Helen Tayton-Martin, CEO
I’m sorry, but I can't comment on the specifics of the interactions. R&D programs occasionally face unforeseen delays, requiring reevaluation. The timeline can differ for many reasons. However, we remain excited about the data we continue to build during this period. We feel very positive about our data package.
Swayampakula Ramakanth, Analyst
Regarding the EVX-01 durability, you've shared that 92% of responders remained in response after 24 months. As we anticipate the 3-year durability, what exhaustion markers will you track to measure how durable the response is?
Birgitte Rono, CSO
Thank you for that question. It’s correct that 92% of responders remained in response at the 2-year mark. Our plan includes analyzing T-cell exhaustion through deep profiling, examining activation markers, exhaustion markers, and different phenotypes of T-cells, including CD4 and CD8, as well as looking into regulatory T-cells. So far, we’ve shown a favorable T-cell profile, indicating a dominance of CD4 T-cells while some patients also exhibit a CD8 T-cell response over time. During this extension phase of the study, we have been collecting additional blood samples that we are analyzing in our lab. This analysis is quite exciting as EVX-01 functions as an immunotherapy in this phase, and we are also keen to understand its effects without the influence of background checkpoint inhibitors.

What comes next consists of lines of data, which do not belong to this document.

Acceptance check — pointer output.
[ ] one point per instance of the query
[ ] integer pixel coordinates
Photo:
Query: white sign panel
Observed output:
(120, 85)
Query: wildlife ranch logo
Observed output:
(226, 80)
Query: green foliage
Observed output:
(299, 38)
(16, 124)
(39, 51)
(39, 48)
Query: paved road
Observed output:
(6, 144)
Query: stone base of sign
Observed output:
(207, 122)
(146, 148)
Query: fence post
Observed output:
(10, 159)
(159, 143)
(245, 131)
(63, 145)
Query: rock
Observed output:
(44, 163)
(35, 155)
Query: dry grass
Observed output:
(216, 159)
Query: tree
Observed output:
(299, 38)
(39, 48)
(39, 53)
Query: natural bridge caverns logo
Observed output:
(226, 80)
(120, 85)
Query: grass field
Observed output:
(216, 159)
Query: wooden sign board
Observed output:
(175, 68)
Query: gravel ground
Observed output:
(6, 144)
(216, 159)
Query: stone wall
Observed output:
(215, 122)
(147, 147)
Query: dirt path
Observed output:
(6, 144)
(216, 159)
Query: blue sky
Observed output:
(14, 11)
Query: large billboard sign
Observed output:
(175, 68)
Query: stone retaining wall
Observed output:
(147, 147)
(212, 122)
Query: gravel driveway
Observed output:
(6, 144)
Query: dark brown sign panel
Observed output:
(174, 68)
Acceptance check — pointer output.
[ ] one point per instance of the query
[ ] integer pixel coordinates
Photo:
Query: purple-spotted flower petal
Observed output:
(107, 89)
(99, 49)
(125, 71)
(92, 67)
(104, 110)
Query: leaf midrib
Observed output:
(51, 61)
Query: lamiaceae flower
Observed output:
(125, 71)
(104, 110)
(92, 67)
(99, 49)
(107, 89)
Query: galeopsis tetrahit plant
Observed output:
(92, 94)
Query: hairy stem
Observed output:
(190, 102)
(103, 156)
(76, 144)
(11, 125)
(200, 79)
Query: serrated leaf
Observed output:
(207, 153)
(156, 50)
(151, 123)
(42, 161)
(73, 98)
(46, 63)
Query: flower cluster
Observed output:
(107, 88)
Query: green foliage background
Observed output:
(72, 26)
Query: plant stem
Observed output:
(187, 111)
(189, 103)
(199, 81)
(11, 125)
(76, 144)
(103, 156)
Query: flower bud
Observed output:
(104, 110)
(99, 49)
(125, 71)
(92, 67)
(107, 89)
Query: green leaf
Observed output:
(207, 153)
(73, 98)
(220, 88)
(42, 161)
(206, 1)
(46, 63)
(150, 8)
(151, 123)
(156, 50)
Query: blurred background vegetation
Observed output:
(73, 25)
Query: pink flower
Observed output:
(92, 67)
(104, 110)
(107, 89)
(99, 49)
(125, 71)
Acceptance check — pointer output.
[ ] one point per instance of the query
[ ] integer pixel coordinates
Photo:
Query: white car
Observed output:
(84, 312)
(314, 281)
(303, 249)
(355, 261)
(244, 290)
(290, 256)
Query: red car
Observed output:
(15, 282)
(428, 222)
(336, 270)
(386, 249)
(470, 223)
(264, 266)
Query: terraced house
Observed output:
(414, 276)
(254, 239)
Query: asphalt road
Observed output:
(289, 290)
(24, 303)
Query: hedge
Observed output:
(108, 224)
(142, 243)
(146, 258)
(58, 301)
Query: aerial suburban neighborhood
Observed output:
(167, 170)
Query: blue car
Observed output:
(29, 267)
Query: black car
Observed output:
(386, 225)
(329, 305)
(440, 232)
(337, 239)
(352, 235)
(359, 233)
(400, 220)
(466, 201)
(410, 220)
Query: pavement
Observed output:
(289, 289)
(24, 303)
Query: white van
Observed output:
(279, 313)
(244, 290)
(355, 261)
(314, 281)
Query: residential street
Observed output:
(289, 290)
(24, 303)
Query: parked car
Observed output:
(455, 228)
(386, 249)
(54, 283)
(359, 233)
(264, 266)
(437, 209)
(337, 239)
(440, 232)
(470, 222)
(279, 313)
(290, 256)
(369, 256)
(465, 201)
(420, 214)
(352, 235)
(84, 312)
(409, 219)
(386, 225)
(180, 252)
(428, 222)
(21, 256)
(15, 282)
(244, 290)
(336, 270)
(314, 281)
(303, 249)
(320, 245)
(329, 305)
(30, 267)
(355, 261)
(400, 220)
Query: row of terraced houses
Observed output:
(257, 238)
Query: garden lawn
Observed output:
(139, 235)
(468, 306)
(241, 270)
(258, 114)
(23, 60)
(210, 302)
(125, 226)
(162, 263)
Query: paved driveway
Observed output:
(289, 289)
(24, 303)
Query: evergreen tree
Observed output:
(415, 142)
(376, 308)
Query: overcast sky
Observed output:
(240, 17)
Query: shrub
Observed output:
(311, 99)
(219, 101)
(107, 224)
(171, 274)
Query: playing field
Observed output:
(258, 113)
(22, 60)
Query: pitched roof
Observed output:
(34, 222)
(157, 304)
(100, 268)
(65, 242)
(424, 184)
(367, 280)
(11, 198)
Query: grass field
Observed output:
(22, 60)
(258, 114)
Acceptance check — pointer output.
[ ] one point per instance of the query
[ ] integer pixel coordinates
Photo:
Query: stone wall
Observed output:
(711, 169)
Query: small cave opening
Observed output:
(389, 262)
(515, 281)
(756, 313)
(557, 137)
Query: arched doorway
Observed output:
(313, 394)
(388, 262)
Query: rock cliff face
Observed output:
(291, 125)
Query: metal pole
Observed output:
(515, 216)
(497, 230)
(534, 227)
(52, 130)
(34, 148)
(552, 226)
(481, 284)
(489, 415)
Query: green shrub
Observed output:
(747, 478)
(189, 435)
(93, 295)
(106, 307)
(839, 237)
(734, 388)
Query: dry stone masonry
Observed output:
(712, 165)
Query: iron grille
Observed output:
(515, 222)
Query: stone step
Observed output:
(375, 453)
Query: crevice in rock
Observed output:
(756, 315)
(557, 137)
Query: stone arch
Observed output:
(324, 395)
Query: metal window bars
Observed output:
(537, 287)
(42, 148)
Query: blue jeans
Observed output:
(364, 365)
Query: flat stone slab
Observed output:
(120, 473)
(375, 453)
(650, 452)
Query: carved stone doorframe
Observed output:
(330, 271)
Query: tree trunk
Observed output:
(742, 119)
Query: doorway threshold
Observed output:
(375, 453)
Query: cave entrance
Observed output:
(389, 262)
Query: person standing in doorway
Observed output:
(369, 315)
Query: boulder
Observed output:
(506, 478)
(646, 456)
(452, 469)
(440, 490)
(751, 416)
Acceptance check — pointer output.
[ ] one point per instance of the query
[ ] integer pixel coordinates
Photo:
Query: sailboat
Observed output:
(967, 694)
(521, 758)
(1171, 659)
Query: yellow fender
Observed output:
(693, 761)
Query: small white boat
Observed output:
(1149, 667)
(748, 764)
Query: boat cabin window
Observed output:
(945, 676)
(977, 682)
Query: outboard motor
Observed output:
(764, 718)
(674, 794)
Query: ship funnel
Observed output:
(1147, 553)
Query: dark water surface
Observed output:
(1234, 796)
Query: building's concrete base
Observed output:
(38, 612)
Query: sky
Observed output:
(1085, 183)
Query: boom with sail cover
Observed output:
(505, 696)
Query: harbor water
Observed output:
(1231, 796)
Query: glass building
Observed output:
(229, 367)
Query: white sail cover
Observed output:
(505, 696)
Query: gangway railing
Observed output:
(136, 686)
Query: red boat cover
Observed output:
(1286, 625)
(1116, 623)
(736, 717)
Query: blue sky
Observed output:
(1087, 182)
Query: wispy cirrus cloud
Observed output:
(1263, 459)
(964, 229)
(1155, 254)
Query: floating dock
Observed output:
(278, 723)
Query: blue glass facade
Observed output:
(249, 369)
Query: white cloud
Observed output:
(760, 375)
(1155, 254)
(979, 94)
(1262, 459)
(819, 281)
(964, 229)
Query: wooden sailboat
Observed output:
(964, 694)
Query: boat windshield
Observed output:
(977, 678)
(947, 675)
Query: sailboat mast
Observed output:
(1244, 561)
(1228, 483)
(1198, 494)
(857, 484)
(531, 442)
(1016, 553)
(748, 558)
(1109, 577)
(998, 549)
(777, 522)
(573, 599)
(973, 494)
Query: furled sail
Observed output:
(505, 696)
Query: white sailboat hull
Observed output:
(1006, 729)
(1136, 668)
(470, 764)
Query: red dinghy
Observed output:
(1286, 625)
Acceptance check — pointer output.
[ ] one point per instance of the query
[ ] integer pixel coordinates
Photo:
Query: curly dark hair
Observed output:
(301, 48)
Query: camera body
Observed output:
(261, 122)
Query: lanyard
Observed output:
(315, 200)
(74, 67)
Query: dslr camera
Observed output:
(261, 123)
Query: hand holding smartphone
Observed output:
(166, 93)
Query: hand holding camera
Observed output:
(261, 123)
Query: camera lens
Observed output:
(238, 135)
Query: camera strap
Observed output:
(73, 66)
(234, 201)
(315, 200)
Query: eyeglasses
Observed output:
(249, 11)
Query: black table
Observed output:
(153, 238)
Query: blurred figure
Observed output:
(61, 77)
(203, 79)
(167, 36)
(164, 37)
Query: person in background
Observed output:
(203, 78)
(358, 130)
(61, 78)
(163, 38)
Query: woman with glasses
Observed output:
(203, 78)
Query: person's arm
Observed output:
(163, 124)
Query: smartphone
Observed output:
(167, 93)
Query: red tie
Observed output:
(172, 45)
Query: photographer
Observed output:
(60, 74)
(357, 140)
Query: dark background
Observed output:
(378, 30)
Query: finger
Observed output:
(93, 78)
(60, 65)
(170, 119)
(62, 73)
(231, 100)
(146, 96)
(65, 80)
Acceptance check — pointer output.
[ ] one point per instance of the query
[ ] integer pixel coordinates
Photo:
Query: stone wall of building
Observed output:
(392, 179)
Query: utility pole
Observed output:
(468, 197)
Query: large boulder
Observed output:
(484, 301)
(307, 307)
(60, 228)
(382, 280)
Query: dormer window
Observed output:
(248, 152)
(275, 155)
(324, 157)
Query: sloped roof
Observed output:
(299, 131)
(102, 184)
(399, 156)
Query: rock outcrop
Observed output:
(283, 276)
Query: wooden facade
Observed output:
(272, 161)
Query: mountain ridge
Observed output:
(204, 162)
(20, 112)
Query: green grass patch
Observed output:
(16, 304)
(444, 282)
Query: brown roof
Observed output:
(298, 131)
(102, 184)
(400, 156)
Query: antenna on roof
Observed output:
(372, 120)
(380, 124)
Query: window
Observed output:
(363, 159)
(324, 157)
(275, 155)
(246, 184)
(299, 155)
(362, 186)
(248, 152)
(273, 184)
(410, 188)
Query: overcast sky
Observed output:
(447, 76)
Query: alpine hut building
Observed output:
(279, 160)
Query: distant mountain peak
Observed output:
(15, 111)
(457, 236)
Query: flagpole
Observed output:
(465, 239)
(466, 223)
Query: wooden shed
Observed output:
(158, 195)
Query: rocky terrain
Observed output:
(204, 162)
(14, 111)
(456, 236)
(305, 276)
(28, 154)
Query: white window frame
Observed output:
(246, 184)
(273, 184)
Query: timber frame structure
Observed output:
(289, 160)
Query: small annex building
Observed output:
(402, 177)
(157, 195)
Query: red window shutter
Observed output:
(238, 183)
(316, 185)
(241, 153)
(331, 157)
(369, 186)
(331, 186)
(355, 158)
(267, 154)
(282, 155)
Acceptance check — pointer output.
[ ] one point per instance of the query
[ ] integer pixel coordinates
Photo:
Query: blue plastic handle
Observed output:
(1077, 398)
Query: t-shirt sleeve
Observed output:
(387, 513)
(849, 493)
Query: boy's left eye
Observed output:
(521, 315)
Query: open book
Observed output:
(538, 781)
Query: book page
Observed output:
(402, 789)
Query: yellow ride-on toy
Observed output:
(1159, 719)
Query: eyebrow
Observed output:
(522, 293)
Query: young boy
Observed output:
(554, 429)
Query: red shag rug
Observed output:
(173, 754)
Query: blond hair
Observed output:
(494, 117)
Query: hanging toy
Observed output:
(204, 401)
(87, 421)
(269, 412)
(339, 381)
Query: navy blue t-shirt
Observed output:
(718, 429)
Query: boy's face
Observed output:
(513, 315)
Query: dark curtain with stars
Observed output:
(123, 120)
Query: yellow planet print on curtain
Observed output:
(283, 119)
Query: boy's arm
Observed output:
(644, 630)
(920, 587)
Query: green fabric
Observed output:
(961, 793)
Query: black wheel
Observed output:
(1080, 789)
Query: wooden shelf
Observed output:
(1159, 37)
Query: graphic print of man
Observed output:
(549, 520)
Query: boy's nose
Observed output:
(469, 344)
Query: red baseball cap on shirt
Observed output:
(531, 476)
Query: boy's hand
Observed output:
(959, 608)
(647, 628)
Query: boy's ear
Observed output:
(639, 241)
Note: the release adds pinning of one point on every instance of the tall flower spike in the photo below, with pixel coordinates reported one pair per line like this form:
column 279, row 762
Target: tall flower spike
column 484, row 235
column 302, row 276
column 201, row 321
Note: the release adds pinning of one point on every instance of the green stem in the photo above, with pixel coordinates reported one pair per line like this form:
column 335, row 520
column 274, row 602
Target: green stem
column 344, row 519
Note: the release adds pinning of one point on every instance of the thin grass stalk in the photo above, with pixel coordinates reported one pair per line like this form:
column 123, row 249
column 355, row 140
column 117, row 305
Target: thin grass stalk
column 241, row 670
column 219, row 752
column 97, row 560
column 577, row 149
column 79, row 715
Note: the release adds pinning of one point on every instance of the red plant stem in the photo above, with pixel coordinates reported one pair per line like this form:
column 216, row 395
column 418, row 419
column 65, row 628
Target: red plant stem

Swayampakula Ramakanth, Analyst
I have one last question regarding EVX-04.
Operator, Operator
In the interest of time, we will move to our next question. Our next question comes from the line of Daniel Ben Hill from Jones.
Daniel Ben Hill, Analyst
On the autoimmune disease program, can you provide more detail on your strategy for validating early candidates?
Helen Tayton-Martin, CEO
Thanks for the question. It’s early, and we might not be able to provide much detail at this time. Birgitte, would you like to add your thoughts?
Birgitte Rono, CSO
Yes. The first step is to finalize the indication. We’ve conducted landscaping and analyzed the most prevalent autoimmune diseases, and we are now narrowing down our focus to those indications that align well with our platform. This work is ongoing. We are close to completion. Our next step is to build the additional components needed in AI immunology to enable therapy development for these diseases. In parallel, we are utilizing mouse models in our lab to ensure we can test the candidates designed by AI immunology. This is our current plan.
Operator, Operator
Thank you. This concludes today's question-and-answer session. I will now hand the call back to Helen Tayton-Martin, CEO, for closing remarks.
Helen Tayton-Martin, CEO
Thank you very much for everyone participating on the call today. It's been a great year for Evaxion in 2025, with multiple milestones achieved and strong operational momentum that has left us in a better financial position than for some time. We hope to take the company forward and deliver on our 2026 milestones, while continuing to enhance the value that comes from our platform and assets. Thank you for your questions and engagement, and we look forward to our next update. Thank you. Bye-bye.
Operator, Operator
Thank you. This concludes today's conference call. Thank you for participating. You may now disconnect.